I Say Tomayto, You Say Tomahto

Updated: Aug 26, 2018

It’s surprising how many court cases—Supreme Court cases, even—that literally turn on “a word.” The end of June, the Texas Supreme Court came out with a ruling that might impact thousands, if not tens of thousands, of royalty deeds in Texas and beyond. The case is U.S. Shale Energy II, LLC v. Laborde Properties, L.P., S.W.3d, No. 17-011,2018 WL 3189552 (Tex. June 28, 2018). Conrad Hester and Alix Allison of Thompson & Knight LLP wrote an article entitled, “We All Float Down Here: New Texas Supreme Court Opinion Finds Floating, Not Fixed, Royalty” about the ruling, for Oil and Gas Update, an internet blog.


This ruling certainly impacts the work of every division order analyst. That includes future work as well as past work, it seems. Authors Hester and Allison point out that this ruling changes how a royalty deed using the fraction “1/16” might not mean 1/16. It could mean a full one-half of whatever royalty rate is contained in the lease covering the interest, whether that be 1/8th or more than 1/8.

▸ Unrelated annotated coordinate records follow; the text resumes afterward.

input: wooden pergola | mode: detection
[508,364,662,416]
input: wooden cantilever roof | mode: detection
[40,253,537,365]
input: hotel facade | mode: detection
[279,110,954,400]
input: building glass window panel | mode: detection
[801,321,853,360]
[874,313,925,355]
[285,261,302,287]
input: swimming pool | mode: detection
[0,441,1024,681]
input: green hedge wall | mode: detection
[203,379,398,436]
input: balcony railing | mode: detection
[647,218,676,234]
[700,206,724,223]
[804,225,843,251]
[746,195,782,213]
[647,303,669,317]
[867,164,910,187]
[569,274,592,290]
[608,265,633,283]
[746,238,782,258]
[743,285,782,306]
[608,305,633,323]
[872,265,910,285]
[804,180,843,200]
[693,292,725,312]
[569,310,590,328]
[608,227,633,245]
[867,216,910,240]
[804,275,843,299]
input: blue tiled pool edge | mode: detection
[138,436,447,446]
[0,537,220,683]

According to the article, the royalty deed granting clause language at issue states plainly that the grantor reserves an undivided one-half interest in the royalty on production from the lands described in the deed. That initial statement is followed by a comma, after which one last statement is made: “the same being equal to one-sixteenth (1/16) of the production” (C. Hester and A. Allison, Oil and Gas Update, August 3, 2018).


Hester and Allison explain the court’s reasoning: basically, the inclusion of the fraction 1/16 in the granting clause did not limit the reservation to 1/16, but rather, represented only the understanding that, at the time, the lease contained a 1/8 royalty clause. Future leases containing a royalty rate higher than 1/8 would be subject to a floating reservation equal to one-half of whatever is contained in the lease.


It’s unknown whether this ruling will affect current, ongoing royalty payments to owners being paid based on a years-old deed containing the same, or similar language. Until the division order analyst’s employer says differently, the distribution of revenues will continue in the manner currently being paid. In all likelihood, it will be up to the individual owners to become aware of this ruling, recognize its effect on their payments specifically, and bringing it to the attention of the company paying them.